Oh, and an interesting note from my testing is that it wouldn’t let me have more than sixteen software instruments in a song, even if my system could support them. The error message was badly written, implying that I couldn’t add any more tracks, but it definitely meant “tracks containing software instruments”.
Definitely version 1.0, and an update is obviously needed soon (especially for improving how it interfaces with MIDI keyboards and audio input devices), but still worth playing with.

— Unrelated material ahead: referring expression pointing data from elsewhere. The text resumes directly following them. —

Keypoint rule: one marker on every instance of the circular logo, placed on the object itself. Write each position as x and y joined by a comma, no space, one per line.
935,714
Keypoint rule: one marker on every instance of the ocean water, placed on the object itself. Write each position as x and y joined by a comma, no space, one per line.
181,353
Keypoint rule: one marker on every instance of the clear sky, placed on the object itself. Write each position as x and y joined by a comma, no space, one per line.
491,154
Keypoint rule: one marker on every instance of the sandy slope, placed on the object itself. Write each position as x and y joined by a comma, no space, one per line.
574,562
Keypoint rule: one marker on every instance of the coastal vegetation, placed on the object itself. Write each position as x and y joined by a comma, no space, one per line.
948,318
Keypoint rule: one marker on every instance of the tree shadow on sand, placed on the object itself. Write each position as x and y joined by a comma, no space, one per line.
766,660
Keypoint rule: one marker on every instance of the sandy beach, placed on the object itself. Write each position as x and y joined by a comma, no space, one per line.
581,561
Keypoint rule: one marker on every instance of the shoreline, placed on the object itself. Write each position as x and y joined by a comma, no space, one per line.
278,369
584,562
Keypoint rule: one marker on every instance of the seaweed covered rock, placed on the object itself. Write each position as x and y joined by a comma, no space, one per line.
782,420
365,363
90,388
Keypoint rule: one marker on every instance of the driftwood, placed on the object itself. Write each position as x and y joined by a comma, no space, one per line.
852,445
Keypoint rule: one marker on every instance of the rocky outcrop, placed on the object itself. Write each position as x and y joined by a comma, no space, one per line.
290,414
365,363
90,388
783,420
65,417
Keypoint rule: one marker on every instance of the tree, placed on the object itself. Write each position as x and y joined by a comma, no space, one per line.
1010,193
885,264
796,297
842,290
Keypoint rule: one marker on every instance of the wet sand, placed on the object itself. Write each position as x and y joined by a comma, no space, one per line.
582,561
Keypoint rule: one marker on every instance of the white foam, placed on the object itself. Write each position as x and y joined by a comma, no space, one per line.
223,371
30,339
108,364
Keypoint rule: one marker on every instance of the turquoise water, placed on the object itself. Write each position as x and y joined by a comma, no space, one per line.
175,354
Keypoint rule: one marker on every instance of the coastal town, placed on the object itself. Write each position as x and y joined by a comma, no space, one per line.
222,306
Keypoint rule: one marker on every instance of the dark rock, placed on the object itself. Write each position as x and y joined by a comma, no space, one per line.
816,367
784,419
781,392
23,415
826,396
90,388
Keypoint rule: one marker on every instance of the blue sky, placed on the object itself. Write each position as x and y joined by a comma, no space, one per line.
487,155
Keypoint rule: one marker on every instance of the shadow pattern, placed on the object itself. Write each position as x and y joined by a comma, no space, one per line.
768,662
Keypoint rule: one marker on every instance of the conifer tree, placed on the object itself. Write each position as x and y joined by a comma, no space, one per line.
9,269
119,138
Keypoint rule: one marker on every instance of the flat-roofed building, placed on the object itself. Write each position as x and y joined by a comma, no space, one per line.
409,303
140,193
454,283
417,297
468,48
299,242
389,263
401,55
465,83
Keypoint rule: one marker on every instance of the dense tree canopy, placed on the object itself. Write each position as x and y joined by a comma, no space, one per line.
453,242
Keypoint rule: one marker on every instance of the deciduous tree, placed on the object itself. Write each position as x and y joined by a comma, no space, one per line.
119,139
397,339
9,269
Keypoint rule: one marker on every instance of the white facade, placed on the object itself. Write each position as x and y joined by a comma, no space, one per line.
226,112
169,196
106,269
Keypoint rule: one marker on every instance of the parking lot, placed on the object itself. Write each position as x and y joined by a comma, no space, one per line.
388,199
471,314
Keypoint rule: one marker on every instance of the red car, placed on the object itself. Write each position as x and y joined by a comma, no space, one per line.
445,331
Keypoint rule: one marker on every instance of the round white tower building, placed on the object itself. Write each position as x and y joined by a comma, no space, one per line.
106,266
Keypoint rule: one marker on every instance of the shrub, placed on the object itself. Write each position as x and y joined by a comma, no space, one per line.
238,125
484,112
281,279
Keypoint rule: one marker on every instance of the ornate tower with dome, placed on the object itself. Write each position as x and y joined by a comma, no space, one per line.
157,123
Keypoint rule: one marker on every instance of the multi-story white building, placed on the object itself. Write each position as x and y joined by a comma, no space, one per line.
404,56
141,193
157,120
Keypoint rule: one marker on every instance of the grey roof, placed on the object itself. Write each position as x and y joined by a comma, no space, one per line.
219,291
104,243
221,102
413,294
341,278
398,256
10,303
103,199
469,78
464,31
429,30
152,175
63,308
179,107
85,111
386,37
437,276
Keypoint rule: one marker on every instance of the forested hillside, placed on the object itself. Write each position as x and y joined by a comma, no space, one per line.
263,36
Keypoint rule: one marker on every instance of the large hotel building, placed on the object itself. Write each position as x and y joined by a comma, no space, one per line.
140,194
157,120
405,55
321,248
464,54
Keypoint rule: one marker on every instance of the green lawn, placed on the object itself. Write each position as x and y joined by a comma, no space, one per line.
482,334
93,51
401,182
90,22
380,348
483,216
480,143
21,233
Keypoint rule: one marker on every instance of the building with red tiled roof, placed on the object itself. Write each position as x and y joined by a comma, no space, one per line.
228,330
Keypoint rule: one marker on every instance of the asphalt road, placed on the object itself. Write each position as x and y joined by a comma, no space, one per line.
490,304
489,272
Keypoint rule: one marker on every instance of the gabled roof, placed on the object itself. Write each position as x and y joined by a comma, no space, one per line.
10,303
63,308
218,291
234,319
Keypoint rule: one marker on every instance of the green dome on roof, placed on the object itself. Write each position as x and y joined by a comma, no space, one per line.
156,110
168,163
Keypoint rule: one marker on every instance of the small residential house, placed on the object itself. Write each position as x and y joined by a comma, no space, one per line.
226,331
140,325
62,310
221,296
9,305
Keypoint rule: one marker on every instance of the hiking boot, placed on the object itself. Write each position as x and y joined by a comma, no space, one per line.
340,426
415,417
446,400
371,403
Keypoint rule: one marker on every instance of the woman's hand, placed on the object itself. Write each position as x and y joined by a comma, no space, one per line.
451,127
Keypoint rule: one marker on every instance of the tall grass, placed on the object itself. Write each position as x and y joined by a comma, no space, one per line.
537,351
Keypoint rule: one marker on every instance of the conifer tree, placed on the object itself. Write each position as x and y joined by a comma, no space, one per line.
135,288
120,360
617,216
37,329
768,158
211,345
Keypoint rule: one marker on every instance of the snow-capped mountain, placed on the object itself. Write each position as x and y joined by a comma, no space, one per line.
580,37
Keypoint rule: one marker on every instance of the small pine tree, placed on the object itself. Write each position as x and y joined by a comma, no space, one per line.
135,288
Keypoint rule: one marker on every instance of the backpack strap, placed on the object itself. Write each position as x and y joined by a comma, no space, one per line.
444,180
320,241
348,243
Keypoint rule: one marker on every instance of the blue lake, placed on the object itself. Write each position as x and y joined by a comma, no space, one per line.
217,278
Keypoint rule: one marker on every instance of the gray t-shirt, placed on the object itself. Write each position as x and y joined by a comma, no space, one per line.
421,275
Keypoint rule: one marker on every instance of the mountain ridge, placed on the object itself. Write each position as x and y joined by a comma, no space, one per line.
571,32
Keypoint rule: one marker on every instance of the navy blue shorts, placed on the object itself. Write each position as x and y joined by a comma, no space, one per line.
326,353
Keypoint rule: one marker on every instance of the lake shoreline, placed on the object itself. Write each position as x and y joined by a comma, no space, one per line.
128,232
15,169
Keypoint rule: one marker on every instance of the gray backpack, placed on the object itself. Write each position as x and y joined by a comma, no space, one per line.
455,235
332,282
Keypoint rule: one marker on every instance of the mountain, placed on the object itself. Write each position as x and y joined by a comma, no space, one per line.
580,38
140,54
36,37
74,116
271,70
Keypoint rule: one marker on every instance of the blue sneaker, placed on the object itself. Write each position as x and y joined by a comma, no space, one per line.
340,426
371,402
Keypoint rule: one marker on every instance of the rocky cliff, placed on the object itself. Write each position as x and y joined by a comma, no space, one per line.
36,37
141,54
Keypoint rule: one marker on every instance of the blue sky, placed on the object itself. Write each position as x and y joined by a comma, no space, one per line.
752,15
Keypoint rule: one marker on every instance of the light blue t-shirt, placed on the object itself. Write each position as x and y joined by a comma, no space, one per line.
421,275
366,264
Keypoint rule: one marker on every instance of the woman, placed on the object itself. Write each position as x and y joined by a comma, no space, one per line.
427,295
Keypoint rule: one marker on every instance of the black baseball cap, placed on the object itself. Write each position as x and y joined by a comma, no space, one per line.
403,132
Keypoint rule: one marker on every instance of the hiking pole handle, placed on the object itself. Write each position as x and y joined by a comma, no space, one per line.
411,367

Update: passed this along to MacInTouch, after someone with the slightly-faster 17” PowerBook complained that it took forever to launch GB and open a song. The person who read my response asked me set the Energy Saver settings to “Automatic” and unplug the AC adapter. That actually worked fine, and didn’t affect load times or playability. Setting it to “Longest Battery Life” slowed down the launch and load times by maybe 15%, and stopped playback dead in its (17) tracks. And, unlike the earlier error dialog, this one clearly identified the processor performance setting as the culprit.
Oddly enough, when I went back to my standard high-performance settings, I was able to add another piano track without killing playback. I suspect there’s a memory management issue that is cleaned up by saving your song and restarting GB.
Update: The sixteen-software-instruments limit is configurable under the “advanced” pane of GB’s preferences. It’s currently set to “automatic” on my machine, and no doubt it auto-adjusts based on system specs. There’s also a tweakable “voices per instrument” setting, which may be the smoking gun in some of the dramatically different results people are getting on similar hardware: if the heuristic used by the “automatic” setting is flawed, it may be overestimating the power of certain hardware configurations.
Update: The guy with the sluggish 17” PowerBook has now reported that running the usual mix of disk-repair utilities (one of the most common solutions for odd OS X behavior) fixed his GB problems.